JEANNE. Reste là et n’en bouge pas. Moi, je vais t’acheter un sandwich. Compris ? Ne bouge pas.

JEANNE part. Un peu après, entre le DOCTEUR.

MICHEL. Vous avez rendez-vous ?

LE DOCTEUR. Moi ? Non.

MICHEL. (L’esprit ailleurs.) Le docteur est absent. Patientez dans la salle d’attente.

LE DOCTEUR. Mais, c’est moi, le docteur !

MICHEL. Depuis quand êtes-vous docteur ?

LE DOCTEUR. Je l’ai toujours été, et je le serai tant que je ne deviendrai pas fou, ce qui, grâce à vous, ne saurait tarder. Et maintenant, sortez et ne m’empêchez pas de travailler. Je dois écrire… (Il s’arrête.) Zut, qu’est-ce que je dois écrire ?

MICHEL. Ma carte médicale.

LE DOCTEUR. Ah ! oui. Comment le savez-vous ?

MICHEL. Je ne sais pas.

LE DOCTEUR. Bon, soit, allez dans la salle d’attente et n’en bougez pas.

MICHEL marche vers la sortie, mais s’arrête.

MICHEL. (Timidement.) Docteur…

LE DOCTEUR. (Se prenant la tête entre les mains.) Quoi encore ?!

MICHEL. Savez-vous, quel est en vérité mon principal problème ?

LE DOCTEUR. Le manque de mémoire.

MICHEL. Non. Le manque d’argent.

LE DOCTEUR. C’est le problème numéro un de tout le monde.

MICHEL. De moi, surtout. (Soudainement.) Prêtez-moi de l’argent.

LE DOCTEUR. Je vous en prêterais bien, mais vous oublierez de le rendre.

MICHEL. Non.

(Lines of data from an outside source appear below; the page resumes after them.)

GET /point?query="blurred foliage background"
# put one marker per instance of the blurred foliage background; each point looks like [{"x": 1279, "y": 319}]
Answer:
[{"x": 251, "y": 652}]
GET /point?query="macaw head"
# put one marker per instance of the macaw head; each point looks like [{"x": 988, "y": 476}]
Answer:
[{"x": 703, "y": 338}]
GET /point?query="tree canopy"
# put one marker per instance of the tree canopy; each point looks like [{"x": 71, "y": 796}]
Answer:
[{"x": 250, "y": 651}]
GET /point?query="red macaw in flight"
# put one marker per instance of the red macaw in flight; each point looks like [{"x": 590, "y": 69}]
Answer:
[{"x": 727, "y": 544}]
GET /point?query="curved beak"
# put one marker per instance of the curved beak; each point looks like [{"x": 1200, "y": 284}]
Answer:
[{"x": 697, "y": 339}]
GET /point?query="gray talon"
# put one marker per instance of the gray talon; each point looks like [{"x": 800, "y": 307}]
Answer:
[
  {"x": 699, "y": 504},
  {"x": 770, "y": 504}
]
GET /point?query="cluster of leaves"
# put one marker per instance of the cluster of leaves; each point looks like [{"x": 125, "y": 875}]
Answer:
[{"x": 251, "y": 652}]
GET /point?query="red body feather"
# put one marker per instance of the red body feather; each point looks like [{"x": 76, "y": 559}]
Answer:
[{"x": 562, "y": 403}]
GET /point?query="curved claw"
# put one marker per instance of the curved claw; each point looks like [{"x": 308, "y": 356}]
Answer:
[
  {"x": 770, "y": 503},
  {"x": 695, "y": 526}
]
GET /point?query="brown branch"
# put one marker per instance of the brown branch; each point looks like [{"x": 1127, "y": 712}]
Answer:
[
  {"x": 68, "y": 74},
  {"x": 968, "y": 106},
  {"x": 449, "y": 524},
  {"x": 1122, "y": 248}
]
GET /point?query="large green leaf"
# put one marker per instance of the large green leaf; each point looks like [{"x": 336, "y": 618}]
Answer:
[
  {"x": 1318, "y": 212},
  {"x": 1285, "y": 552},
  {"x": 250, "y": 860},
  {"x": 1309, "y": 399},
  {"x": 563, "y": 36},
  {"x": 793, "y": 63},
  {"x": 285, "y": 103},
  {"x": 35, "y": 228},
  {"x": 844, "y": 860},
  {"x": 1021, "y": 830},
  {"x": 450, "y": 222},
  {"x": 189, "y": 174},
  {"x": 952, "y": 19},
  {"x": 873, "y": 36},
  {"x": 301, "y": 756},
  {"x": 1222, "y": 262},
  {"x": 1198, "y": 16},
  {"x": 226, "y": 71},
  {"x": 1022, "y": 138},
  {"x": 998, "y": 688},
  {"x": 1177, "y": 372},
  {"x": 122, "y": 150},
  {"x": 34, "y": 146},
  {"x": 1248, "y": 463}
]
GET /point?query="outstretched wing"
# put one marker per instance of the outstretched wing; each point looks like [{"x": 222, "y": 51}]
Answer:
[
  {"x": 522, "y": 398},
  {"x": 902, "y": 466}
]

Je vous ferai un reçu. Au pire, c’est ma femme qui vous rendra l’argent.

LE DOCTEUR. Laquelle des deux ?

MICHEL. (En confidence.) Mettez-vous à ma place.

LE DOCTEUR. Je m’y mettrais volontiers, mais je ne sais pas comment l’appréhender.

MICHEL. N’y a-t-il pas, voyons, des situations où un homme a deux femmes ?

LE DOCTEUR. (Très intéressé.) Vous en avez deux ?

MICHEL. Une, je crois.

LE DOCTEUR. Et qui au juste ?

MICHEL. (Après avoir marqué un temps d’hésitation.) Je ne sais pas.

LE DOCTEUR. Je ne comprends rien.

MICHEL. Moi non plus. Docteur, j’ai un besoin urgent d’argent. C’est une question de vie et de mort. Faites-moi un prêt. Je vous le rends aujourd’hui.

LE DOCTEUR. Combien vous faut-il ?

MICHEL. Au bas mot, mille Euros.

LE DOCTEUR. « Au bas mot » ?

MICHEL. Si mille euros sont un problème pour vous, j’accepte deux mille.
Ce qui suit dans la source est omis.